Apache Jena - TDB Assembler

Assemblers are a general mechanism in Jena to describe objects to be built, often these objects are models and datasets. Assemblers are used heavily in Fuseki for dataset and model descriptions, for example.

SPARQL queries operate over an RDF dataset, which is an unnamed, default graph and zero or more named graphs.

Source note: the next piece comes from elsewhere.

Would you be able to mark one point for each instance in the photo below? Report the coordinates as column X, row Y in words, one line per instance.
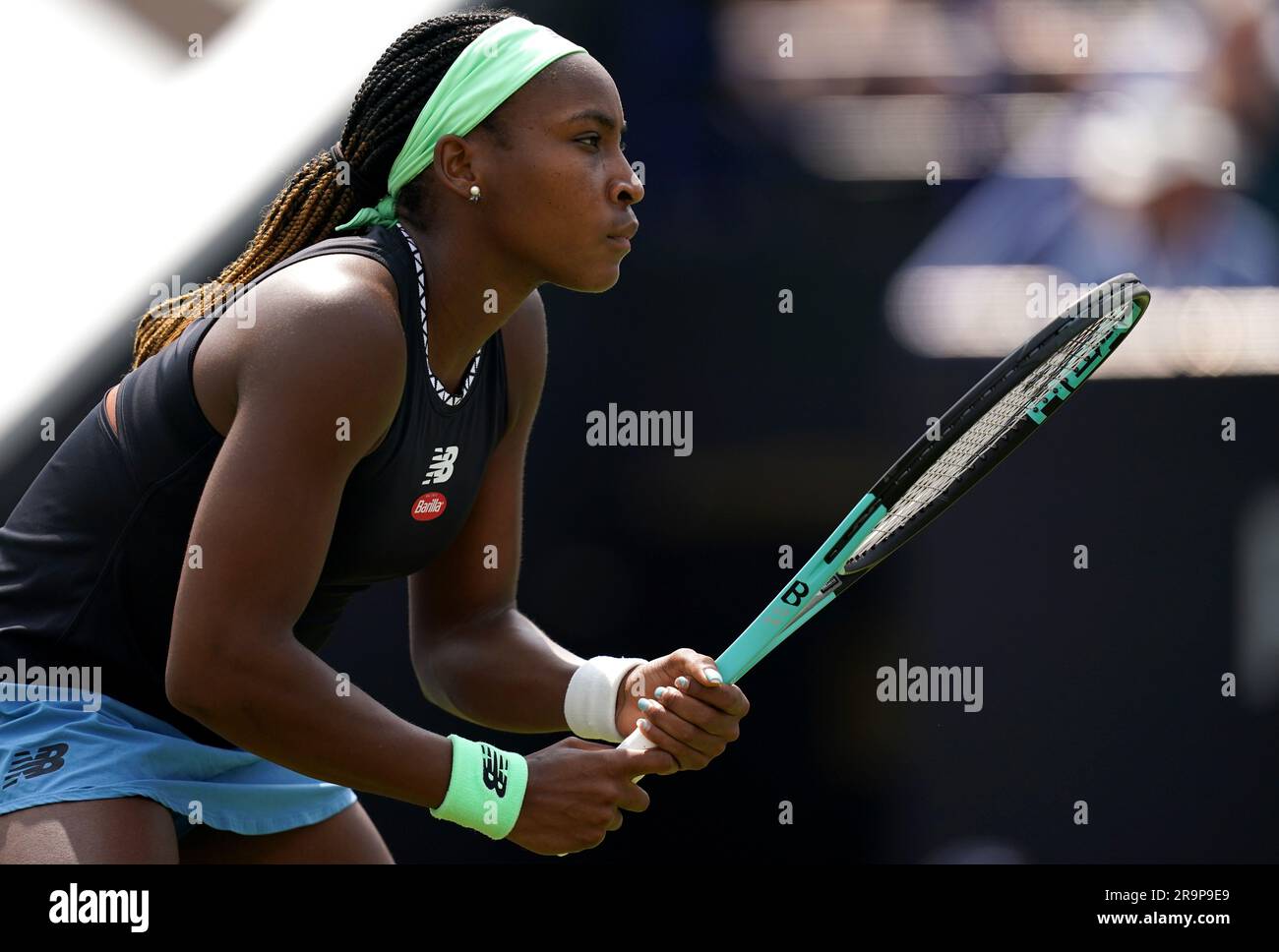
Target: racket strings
column 985, row 434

Having the description in a file means that the data that the application is going to work on can be changed without changing the program code.

Dataset

This is needed for use in Fuseki.

A dataset can be constructed in an assembler file:

PREFIX tdb:     <http://jena.hpl.hp.com/2008/tdb#>
PREFIX rdf:     <http://www.w3.org/1999/02/22-rdf-syntax-ns#>
PREFIX rdfs:    <http://www.w3.org/2000/01/rdf-schema#>
PREFIX ja:      <http://jena.hpl.hp.com/2005/11/Assembler#>

<#dataset> rdf:type         tdb:DatasetTDB ;
    tdb:location "DB" ;
    .

Only one dataset can be stored in a location (filing system directory).

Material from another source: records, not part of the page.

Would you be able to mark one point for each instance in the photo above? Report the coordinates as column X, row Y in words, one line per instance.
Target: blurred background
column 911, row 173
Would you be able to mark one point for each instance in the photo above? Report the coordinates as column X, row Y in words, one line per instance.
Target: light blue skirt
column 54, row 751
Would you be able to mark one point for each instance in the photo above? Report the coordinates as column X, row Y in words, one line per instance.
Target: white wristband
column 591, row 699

The first section declares the prefixes used later:

PREFIX tdb:     <http://jena.hpl.hp.com/2008/tdb#>
PREFIX rdf:     <http://www.w3.org/1999/02/22-rdf-syntax-ns#>
PREFIX rdfs:    <http://www.w3.org/2000/01/rdf-schema#>
PREFIX ja:      <http://jena.hpl.hp.com/2005/11/Assembler#>

then there is the description of the TDB dataset itself:

<#dataset> rdf:type tdb:DatasetTDB ;
    tdb:location "DB" ;

The property tdb:location gives the file name as a string. It is relative to the applications current working directory, not where the assembler file is read from.

The dataset description is usually found by looking for the one subject with type tdb:GraphDataset. If more than one graph is given in a single file, the application will have to specify which description it wishes to use.

Union Default Graph

An assembler can specify that the default graph for query is the union of the named graphs. This is done by adding tdb:unionDefaultGraph.

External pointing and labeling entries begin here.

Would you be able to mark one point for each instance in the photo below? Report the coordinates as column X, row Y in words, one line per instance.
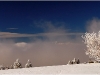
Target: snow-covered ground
column 93, row 68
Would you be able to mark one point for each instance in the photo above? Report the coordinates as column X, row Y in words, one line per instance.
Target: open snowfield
column 93, row 68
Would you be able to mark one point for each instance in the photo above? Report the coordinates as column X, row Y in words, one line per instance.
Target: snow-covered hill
column 93, row 68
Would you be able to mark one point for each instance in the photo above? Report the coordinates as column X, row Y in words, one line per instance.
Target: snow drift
column 90, row 68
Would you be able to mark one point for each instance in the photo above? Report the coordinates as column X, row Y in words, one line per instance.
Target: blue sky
column 46, row 32
column 22, row 15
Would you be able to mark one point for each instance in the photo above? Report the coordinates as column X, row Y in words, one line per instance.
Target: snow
column 90, row 68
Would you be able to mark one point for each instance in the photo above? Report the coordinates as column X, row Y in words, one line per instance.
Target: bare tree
column 92, row 41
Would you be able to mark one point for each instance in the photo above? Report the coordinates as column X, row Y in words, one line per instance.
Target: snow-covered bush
column 92, row 41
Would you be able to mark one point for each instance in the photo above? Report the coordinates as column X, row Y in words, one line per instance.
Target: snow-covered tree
column 17, row 64
column 92, row 41
column 28, row 64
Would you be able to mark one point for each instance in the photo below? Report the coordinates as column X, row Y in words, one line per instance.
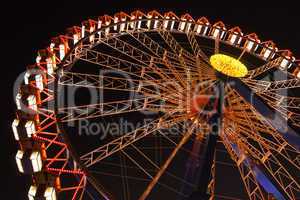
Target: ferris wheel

<#dataset> rdf:type         tdb:DatasetTDB ;
    tdb:location "DB" ;
    tdb:unionDefaultGraph true ;
    .

Graph

TDB always stores data in an RDF dataset. It is possible to use just one of the graphs from the dataset. A common way of working with one graph is to use the default graph of the dataset.

A single graph from a TDB dataset can be described by:

PREFIX tdb:     <http://jena.hpl.hp.com/2008/tdb#>
PREFIX rdf:     <http://www.w3.org/1999/02/22-rdf-syntax-ns#>
PREFIX rdfs:    <http://www.w3.org/2000/01/rdf-schema#>
PREFIX ja:      <http://jena.hpl.hp.com/2005/11/Assembler#>

<#dataset> rdf:type tdb:DatasetTDB ;
    tdb:location "DB" ;

<#graph> rdf:type tdb:GraphTDB ;
    tdb:dataset <#dataset> .

A particular named graph in the dataset at a location can be assembled with:

<#graphNamed> rdf:type tdb:GraphTDB ;
    tdb:dataset <#dataset> ;
    tdb:graphName <http://example/graph1> ;
    .

Mixed Datasets

It is possible to create a dataset with graphs backed by different storage subsystems, although query is not necessarily as efficient.

To include as a named graph in a dataset use vocabulary as shown below:

PREFIX tdb:     <http://jena.hpl.hp.com/2008/tdb#>
PREFIX rdf:     <http://www.w3.org/1999/02/22-rdf-syntax-ns#>
PREFIX rdfs:    <http://www.w3.org/2000/01/rdf-schema#>
PREFIX ja:      <http://jena.hpl.hp.com/2005/11/Assembler#>

# A dataset of one TDB-backed graph as the default graph and 
# an in-memory graph as a named graph.
<#dataset> rdf:type      ja:RDFDataset ;
     ja:defaultGraph <#graph> ;
     ja:namedGraph
        [ ja:graphName      <http://example.org/name1> ;
          ja:graph          <#graph2> ] ;
     .

<#graph> rdf:type tdb:GraphTDB ;
    tdb:location "DB" ;
    .

<#graph2> rdf:type ja:MemoryModel ;
     ja:content [ja:externalContent <file:Data/books.n3> ] ;
     .

Note here we added:

tdb:DatasetTDB  rdfs:subClassOf  ja:RDFDataset .
tdb:GraphTDB    rdfs:subClassOf  ja:Model .

which provides for integration with complex model setups, such as reasoners.

RDFS

PREFIX tdb:     <http://jena.hpl.hp.com/2008/tdb#>
PREFIX rdf:     <http://www.w3.org/1999/02/22-rdf-syntax-ns#>
PREFIX rdfs:    <http://www.w3.org/2000/01/rdf-schema#>
PREFIX ja:      <http://jena.hpl.hp.com/2005/11/Assembler#>

tdb:Dataset a rdfs:Class .
tdb:GraphTDB a rdfs:Class .

tdb:DatasetTDB  rdfs:subClassOf  ja:RDFDataset .
tdb:GraphTDB    rdfs:subClassOf  ja:Model .

tdb:location a rdf:Property ;
   # domain is tdb:Dataset or tdb:GraphTDB
   # The range is simple literal
   .

tdb:unionDefaultGraph a rdf:Property ;
   rdfs:domain tdb:Dataset ;
   # The range is xsd:boolean
   .

tdb:graphName a rdf:Property ;
   rdfs:domain tdb:GraphTDB ;
   # range is a URI
   .